Bridge over turbid water

A few years ago I watched an interview with Sting, where he talked about growing up on Tyneside, with the River Tyne and the ship yards right at the end of his street.  This was the inspiration for his debut musical, “The Last Ship”.  We had a river at the end of our street to.  It didn’t have boats, (except for the ones we made from packing cases that thankfully we never had the nerve to launch) but it did have bridges.  There was the Five Arches that carried the main rail line and marked the boundary of our territory with the kids from Haughton; there was the bright-blue, “Tin Bridge” that Kev Shields somersaulted off, decades before free-running was thought of; there was Albert Road bridge with the chapel where we went to Sunday School, opposite the Youth club where we went once we were old enough to cross to the other side; and then there was the other bridge, just downstream from Albert Road.   You couldn’t get to that one so we never really took any notice of it or gave it a name. 

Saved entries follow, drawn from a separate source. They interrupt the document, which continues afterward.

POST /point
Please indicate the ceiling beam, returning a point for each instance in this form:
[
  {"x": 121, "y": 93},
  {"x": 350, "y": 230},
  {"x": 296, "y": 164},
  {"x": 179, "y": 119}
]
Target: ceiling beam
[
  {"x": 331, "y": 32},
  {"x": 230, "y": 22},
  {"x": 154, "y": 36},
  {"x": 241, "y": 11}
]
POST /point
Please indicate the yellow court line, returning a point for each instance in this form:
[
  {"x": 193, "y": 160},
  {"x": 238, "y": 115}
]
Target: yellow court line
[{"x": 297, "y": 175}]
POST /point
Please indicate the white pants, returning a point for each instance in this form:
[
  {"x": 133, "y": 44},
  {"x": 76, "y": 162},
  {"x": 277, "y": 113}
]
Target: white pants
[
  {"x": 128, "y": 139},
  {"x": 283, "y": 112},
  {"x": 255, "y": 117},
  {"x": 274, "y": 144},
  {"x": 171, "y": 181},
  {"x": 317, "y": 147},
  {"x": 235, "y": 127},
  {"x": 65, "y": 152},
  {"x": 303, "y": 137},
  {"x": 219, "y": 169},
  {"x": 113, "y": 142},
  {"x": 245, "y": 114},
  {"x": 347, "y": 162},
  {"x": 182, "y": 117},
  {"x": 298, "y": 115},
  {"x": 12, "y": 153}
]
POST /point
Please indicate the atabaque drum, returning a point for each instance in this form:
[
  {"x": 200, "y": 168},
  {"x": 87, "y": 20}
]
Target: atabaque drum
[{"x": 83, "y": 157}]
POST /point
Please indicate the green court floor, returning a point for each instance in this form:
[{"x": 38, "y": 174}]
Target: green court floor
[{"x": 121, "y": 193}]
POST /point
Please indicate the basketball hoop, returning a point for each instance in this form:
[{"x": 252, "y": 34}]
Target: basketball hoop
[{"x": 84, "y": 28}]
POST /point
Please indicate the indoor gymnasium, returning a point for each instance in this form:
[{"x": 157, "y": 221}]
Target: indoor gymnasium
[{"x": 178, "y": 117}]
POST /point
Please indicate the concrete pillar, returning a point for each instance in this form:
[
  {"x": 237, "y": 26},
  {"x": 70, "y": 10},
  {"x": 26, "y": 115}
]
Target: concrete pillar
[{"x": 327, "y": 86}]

The river was the Skerne and my Dad’s allotment ran from the bottom of Henry Street to meet it.  Most of my childhood was spent within a stone’s throw of it; in fact throwing things into the Skerne was a fair part of what we did with our time.  The name Skerne comes from the Anglo-Saxon meaning “bright water”, but it was anything but bright in my day, more a muddy canal.  Even so, it could flood half way up the allotments so commanded respect.  As a young child I remember my Dad warning me that it was six feet deep and to prove it he pulled out a large, submerged branch covered in snails and leeches.  Looking back I realise that it can’t ever have been more than two feet deep when not in flood, but it did the trick.

In those days, snails and leeches were the only wildlife you could see if you peered into it on the occasions that its waters ran slightly clearer.  But times change and the river changed with them, sometimes for better, sometimes for worse.  I’d be about twelve when the allotments were cleared to make a landscaped amenity area. Before then I’d never seen a Water Vole, which might have been down to the rats that flourished on the allotments, but I saw them quite regularly for the next couple of decades.  Now the trees of the landscaping, some of which I helped plant, have grown up and shaded all vegetation from the banksides and the Water Voles have gone again. 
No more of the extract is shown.